Genau wie der gestrige Anschlag in Ansbach sorgte auch der Abend des vergangenen Freitags, an dem neun Menschen in München auf dem Gelände des Olympia-Einkaufszentrums ihr Leben ließen, dafür, das Vertrauen in die Menschheit nur immer weiter zu erschüttern. Zugleich entstand während des furchtbaren Abends, als die Polizei noch davon ausging, es mit mehreren Tätern zu tun zu haben, die jederzeit erneut an anderer Stelle zuschlagen könnten, eine spontane Aktion des Miteinanders, die allein auf Vertrauen basierte. Da sämtliche öffentlichen Verkehrsmittel lahm lagen und die Straßen teilweise unpassierbar waren, die dringende Aufforderung der Sicherheitskräfte aber lautete, sich in geschlossene Räume zurückzuziehen, boten sich Menschen mittels der sozialen Netzwerke unter dem Hashtag #offenetür oder #opendoor gegenseitig Unterschlupf an.

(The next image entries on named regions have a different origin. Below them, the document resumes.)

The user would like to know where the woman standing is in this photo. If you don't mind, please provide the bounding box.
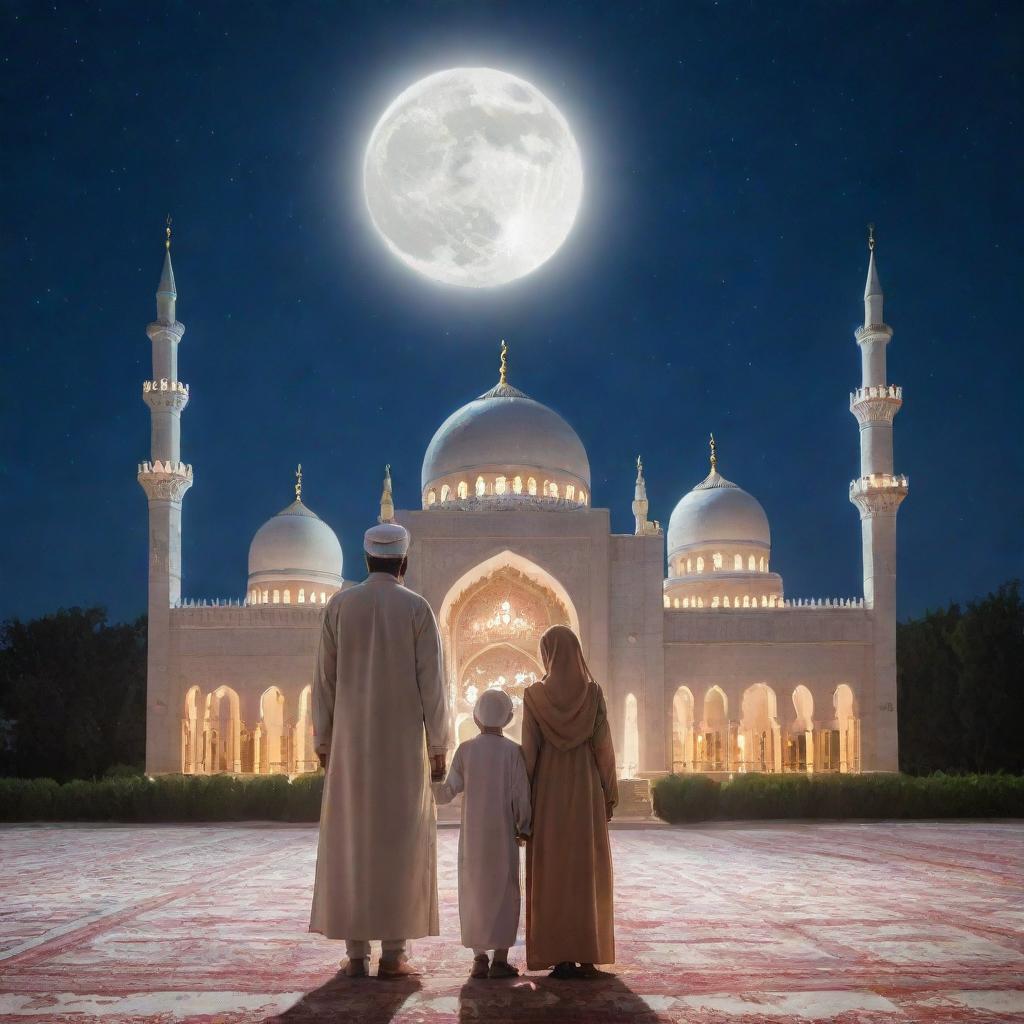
[522,626,618,978]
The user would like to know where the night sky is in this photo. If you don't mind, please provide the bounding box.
[0,0,1024,620]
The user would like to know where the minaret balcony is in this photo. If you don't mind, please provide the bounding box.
[850,384,903,426]
[138,459,193,502]
[142,377,188,413]
[850,473,910,516]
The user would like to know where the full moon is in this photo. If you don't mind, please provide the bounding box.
[362,68,583,288]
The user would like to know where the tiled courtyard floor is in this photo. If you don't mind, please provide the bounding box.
[0,822,1024,1024]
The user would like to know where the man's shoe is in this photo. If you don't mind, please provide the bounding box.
[487,961,519,978]
[341,956,367,978]
[377,956,420,978]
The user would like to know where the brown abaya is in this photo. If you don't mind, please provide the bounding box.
[522,626,618,971]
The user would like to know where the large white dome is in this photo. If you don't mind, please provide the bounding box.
[669,469,771,559]
[422,384,590,492]
[249,499,342,588]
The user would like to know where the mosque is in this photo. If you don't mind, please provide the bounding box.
[138,228,907,780]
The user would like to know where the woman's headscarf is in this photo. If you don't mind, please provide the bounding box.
[525,626,598,750]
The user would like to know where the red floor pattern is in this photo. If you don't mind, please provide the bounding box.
[0,822,1024,1024]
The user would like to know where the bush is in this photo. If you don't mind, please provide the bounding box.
[0,773,324,821]
[653,773,1024,823]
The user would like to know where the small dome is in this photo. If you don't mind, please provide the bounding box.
[669,469,771,559]
[249,499,342,588]
[422,384,590,492]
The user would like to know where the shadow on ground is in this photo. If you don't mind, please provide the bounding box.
[459,975,658,1024]
[266,973,421,1024]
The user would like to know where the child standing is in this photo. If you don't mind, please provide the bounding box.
[434,689,530,978]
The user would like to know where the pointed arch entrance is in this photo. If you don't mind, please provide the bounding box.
[438,551,580,744]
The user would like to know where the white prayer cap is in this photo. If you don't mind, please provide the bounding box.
[473,689,513,729]
[362,522,410,558]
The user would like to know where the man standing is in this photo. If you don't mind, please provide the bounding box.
[309,522,449,978]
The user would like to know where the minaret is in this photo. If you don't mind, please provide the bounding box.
[377,463,394,522]
[138,217,193,772]
[850,224,907,771]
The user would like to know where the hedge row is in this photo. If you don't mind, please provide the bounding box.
[0,773,324,821]
[653,774,1024,822]
[0,773,1024,822]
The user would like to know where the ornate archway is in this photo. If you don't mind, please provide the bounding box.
[440,552,579,744]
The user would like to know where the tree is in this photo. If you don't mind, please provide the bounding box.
[897,581,1024,774]
[0,608,146,781]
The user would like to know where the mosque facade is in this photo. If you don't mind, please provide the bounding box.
[138,232,907,779]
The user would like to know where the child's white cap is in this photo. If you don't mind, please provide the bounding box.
[473,689,513,729]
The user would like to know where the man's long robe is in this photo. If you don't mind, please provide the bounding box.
[309,572,449,939]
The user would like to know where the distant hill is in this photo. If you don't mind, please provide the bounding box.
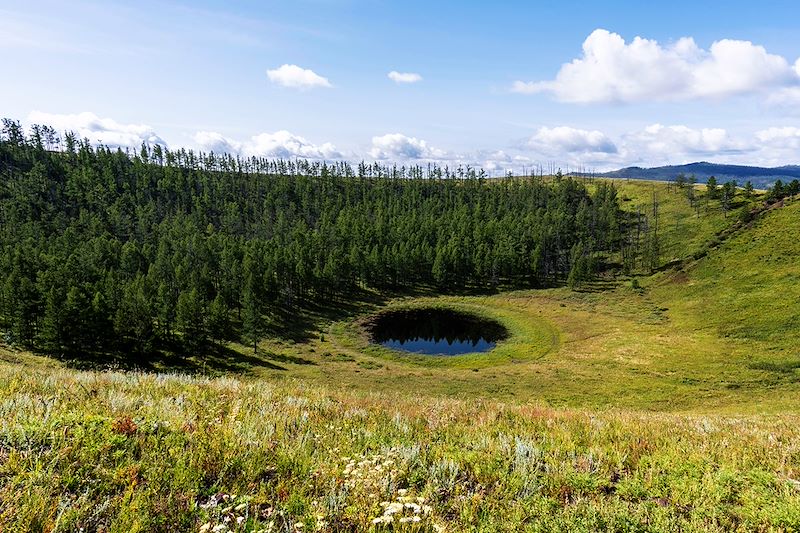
[602,162,800,189]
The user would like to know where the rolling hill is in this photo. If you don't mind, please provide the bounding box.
[602,162,800,189]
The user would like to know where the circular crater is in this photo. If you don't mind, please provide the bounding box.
[366,308,508,356]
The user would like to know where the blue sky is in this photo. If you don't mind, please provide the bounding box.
[0,0,800,172]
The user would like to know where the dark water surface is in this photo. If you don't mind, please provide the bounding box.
[370,309,508,355]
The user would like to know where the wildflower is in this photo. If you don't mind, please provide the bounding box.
[384,502,403,515]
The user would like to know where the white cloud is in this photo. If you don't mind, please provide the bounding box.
[27,111,166,148]
[192,131,242,154]
[527,126,617,155]
[387,70,422,83]
[267,65,333,89]
[369,133,447,161]
[623,124,755,162]
[193,130,344,160]
[511,29,800,103]
[756,126,800,152]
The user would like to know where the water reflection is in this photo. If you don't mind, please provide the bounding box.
[370,309,507,355]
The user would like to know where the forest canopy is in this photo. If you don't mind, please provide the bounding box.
[0,120,625,359]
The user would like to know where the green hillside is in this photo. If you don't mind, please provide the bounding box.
[0,136,800,533]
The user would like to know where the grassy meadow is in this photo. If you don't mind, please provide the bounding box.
[0,181,800,533]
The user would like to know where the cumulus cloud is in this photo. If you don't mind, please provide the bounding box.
[369,133,447,161]
[527,126,617,155]
[27,111,166,148]
[624,124,755,161]
[267,65,333,89]
[511,29,800,103]
[388,70,422,83]
[193,130,344,160]
[756,126,800,149]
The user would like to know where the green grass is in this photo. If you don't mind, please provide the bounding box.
[0,363,800,532]
[0,181,800,532]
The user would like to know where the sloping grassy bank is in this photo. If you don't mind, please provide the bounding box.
[0,362,800,532]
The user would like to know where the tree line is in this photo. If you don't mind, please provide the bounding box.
[0,120,627,358]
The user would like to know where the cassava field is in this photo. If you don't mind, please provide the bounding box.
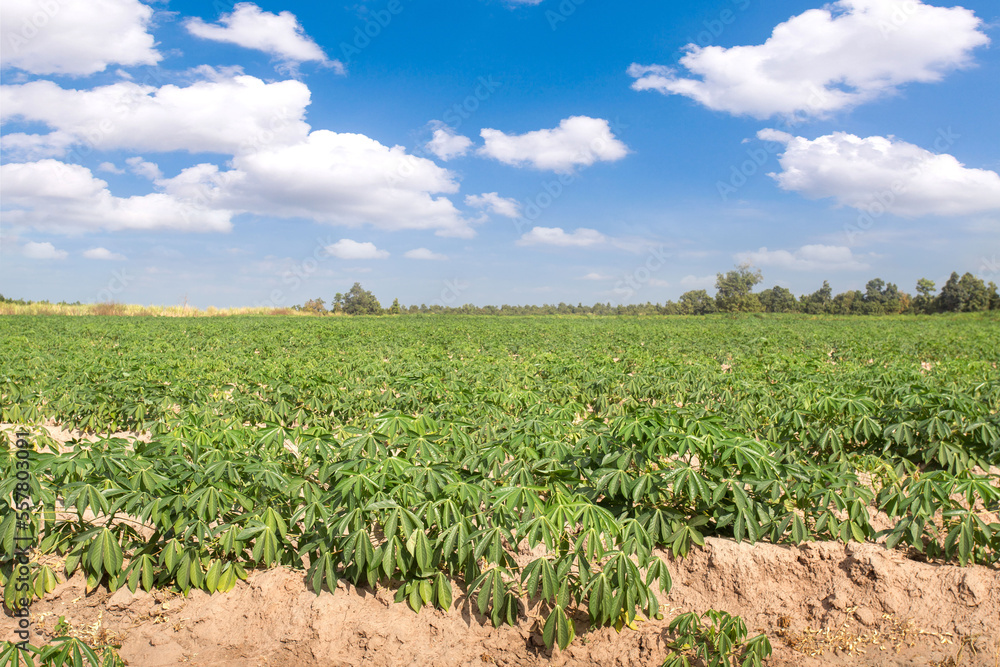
[0,314,1000,666]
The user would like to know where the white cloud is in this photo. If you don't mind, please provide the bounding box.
[127,157,163,181]
[628,0,989,118]
[326,239,389,259]
[681,273,716,290]
[403,248,448,261]
[465,192,521,218]
[166,130,475,238]
[0,75,310,159]
[424,121,472,161]
[97,162,125,174]
[0,159,232,233]
[83,248,125,261]
[21,241,69,259]
[735,245,869,271]
[184,2,343,72]
[517,227,608,248]
[758,130,1000,217]
[479,116,628,172]
[0,0,161,76]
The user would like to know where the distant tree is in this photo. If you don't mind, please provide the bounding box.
[986,280,1000,310]
[799,280,833,315]
[679,290,718,315]
[913,278,935,313]
[330,292,344,313]
[344,283,382,315]
[715,264,764,313]
[302,299,326,315]
[758,285,799,313]
[827,290,865,315]
[938,272,993,313]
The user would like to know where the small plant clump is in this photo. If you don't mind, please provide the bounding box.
[0,315,1000,665]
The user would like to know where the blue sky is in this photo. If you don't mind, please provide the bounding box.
[0,0,1000,307]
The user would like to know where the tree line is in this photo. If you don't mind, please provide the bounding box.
[295,264,1000,315]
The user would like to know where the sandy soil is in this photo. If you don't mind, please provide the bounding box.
[0,424,1000,667]
[5,538,1000,667]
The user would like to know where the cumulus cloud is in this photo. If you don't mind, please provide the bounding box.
[424,121,472,161]
[0,73,310,159]
[403,248,448,261]
[758,130,1000,217]
[127,157,163,181]
[681,274,716,290]
[465,192,521,218]
[97,162,125,174]
[166,130,475,238]
[21,241,69,259]
[0,159,232,233]
[517,227,608,248]
[184,2,343,72]
[0,0,161,76]
[83,248,125,261]
[628,0,989,118]
[736,245,869,271]
[478,116,628,173]
[326,239,389,259]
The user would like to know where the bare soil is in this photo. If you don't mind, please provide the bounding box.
[4,538,1000,667]
[7,424,1000,667]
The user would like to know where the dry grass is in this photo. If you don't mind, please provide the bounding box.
[0,302,311,317]
[777,609,975,667]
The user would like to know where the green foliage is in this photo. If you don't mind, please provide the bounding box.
[663,609,771,667]
[715,264,764,313]
[0,316,1000,650]
[343,283,382,315]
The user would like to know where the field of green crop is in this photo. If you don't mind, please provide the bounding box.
[0,314,1000,664]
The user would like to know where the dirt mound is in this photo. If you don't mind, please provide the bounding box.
[9,538,1000,667]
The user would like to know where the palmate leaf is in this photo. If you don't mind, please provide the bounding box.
[0,641,41,667]
[306,553,339,595]
[86,528,124,576]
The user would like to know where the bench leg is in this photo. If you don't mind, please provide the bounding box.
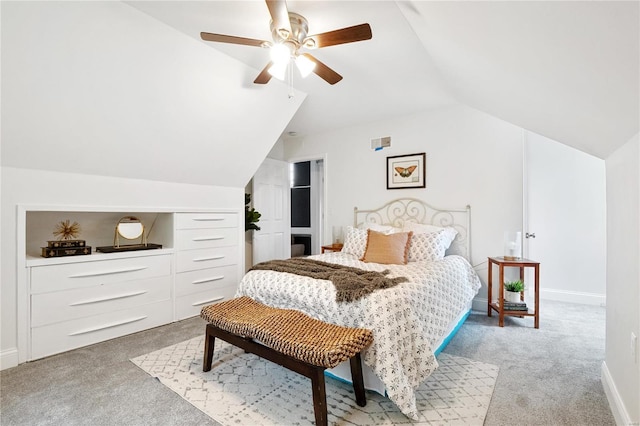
[349,353,367,407]
[311,368,328,426]
[202,324,216,372]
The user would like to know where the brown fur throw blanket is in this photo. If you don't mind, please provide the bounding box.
[250,258,409,302]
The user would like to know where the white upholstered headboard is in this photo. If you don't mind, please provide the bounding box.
[353,198,471,262]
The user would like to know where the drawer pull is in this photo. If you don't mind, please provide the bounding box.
[191,236,224,241]
[69,315,147,336]
[69,290,147,306]
[193,254,224,262]
[191,275,224,284]
[191,296,224,306]
[69,266,148,278]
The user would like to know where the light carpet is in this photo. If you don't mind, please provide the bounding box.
[131,336,498,426]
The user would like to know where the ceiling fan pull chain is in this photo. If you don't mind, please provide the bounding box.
[287,62,295,99]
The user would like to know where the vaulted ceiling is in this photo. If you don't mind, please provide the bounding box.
[126,1,640,158]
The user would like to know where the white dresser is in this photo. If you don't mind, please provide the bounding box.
[175,213,240,320]
[30,252,173,359]
[24,209,244,360]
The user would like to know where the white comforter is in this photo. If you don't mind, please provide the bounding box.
[237,252,480,419]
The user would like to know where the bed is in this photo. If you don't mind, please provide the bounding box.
[237,198,480,419]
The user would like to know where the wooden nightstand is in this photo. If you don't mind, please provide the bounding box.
[487,257,540,328]
[322,243,344,253]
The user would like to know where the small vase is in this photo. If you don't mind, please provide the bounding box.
[504,290,520,302]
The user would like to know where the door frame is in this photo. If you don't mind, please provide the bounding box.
[286,153,331,253]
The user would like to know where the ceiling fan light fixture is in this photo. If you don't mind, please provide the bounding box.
[267,62,289,81]
[296,55,316,78]
[270,43,291,64]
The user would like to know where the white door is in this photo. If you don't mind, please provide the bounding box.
[252,158,291,265]
[523,133,606,304]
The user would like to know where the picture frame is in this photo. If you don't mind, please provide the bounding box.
[387,152,426,189]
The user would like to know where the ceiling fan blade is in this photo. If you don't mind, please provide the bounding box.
[253,61,273,84]
[265,0,291,39]
[303,24,373,49]
[302,53,342,84]
[200,33,271,47]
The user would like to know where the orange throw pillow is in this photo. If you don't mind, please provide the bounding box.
[360,229,413,265]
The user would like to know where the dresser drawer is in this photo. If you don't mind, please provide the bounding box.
[176,265,239,296]
[176,228,238,250]
[176,213,238,230]
[31,255,171,294]
[176,246,238,272]
[31,275,171,327]
[176,284,237,320]
[30,299,172,360]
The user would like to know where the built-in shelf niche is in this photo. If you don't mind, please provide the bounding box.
[26,210,173,257]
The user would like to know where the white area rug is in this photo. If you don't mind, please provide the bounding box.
[131,336,498,426]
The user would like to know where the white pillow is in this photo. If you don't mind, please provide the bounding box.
[342,226,368,259]
[408,230,448,262]
[402,222,458,251]
[358,222,402,235]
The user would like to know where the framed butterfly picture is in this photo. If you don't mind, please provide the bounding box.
[387,152,426,189]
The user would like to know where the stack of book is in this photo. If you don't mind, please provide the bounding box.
[41,240,91,257]
[496,300,529,311]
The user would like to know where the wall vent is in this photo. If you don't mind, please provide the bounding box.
[371,136,391,151]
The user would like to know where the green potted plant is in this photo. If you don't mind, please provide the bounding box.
[244,193,262,231]
[504,280,524,302]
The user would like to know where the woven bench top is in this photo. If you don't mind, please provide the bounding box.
[200,296,373,368]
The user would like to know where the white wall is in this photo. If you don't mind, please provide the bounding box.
[0,1,306,187]
[0,167,244,368]
[603,135,640,424]
[285,106,522,306]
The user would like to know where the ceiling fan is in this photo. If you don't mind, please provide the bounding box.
[200,0,372,84]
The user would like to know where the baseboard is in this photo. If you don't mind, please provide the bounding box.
[0,348,19,370]
[600,361,631,426]
[471,297,489,313]
[540,288,607,306]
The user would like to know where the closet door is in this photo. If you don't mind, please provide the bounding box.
[251,158,291,265]
[522,132,606,304]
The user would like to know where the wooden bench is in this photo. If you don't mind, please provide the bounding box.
[200,296,373,425]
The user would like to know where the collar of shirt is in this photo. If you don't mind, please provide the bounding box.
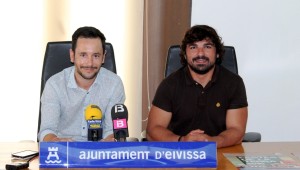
[68,66,102,88]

Zwar hielt sich jeder an den sinnvollen Rat, die jeweils genaue Adresse selbstverständlich nur mittels persönlicher Nachricht zu übermitteln, doch hätte auch hier das Misstrauen über das Vertrauen siegen können - wer garantiert einem schließlich, ob derjenige, der Unterschlupf erbittet, nicht selber ein Terrorist oder schlicht und einfach nur ein simpler Einbrecher ist, der seine Chance auf schnelle Beute wittert?

Das Ergebnis des Abends, soweit es sich wenige Tage danach beurteilen lässt, lautet jedoch: Die spontane Solidarität im Auge der Panik, die Bereitschaft von Menschen, sich gegenseitig zu vertrauen, sie hat sich ausgezahlt. Keinerlei Fälle wurden bekannt, in denen die offene Tür schamlos ausgenutzt wurde. Im Gegenteil sind an diesem Abend neue potentielle Freundschaften entstanden, wie der Bericht des Schriftstellers und Drehbuchautors Murmel Clausen zeigt, der am Wochenende dankenswerterweise auf eine Rundpost meinerseits reagierte, in der ich nach Erfahrungsberichten mit den offenen Türen von München fragte. Clausen war an jenem Abend mit seiner Frau und seiner kleinen Tochter unterwegs und fand Unterschlupf in der Bar Pacific Times. "Die Panik brach in einer Woge vom Isartor durch die Baaderstraße", schreibt er, "Autos rauschten vorbei, es wurde 'Alle rein! Alle rein! Schüsse am Isartor!' gebrüllt. Die Jungs vom Service handelten blitzschnell. Sie schlossen die Tür ab, löschten alle Lichter und forderten uns auf, in Deckung zu gehen. Also standen wir auf, nahmen die Tochter auf den Arm und gingen in die etwa drei Meter lange Garderobe, die wie ein Blinddarm neben unserem Tisch lag." Von dort aus zog sich die Familie samt anderer Gäste in den Keller zurück, vor allem angesichts der "schrecklichen Bilder der Parisattentäter vor dem inneren Auge", die im November 2015 "in die Cafés gestürmt waren und wahllos auf die Gäste gefeuert hatten". Die Gastronomen halfen dabei, die kleine Tochter mittels Schokoladenkuchen abzulenken, während "über den Häusern Polizeihubschrauber kreisten". Clausen und seine Frau, lediglich einen Katzensprung entfernt wohnhaft, boten den anderen beiden in den Keller geflüchteten Gästen an, die Nacht bei ihnen zu verbringen. "Ohne Hashtag, einfach so", schreibt Clausen, dessen kleine Tochter den Fremden freiwillig ihr Zimmer bereitstellte.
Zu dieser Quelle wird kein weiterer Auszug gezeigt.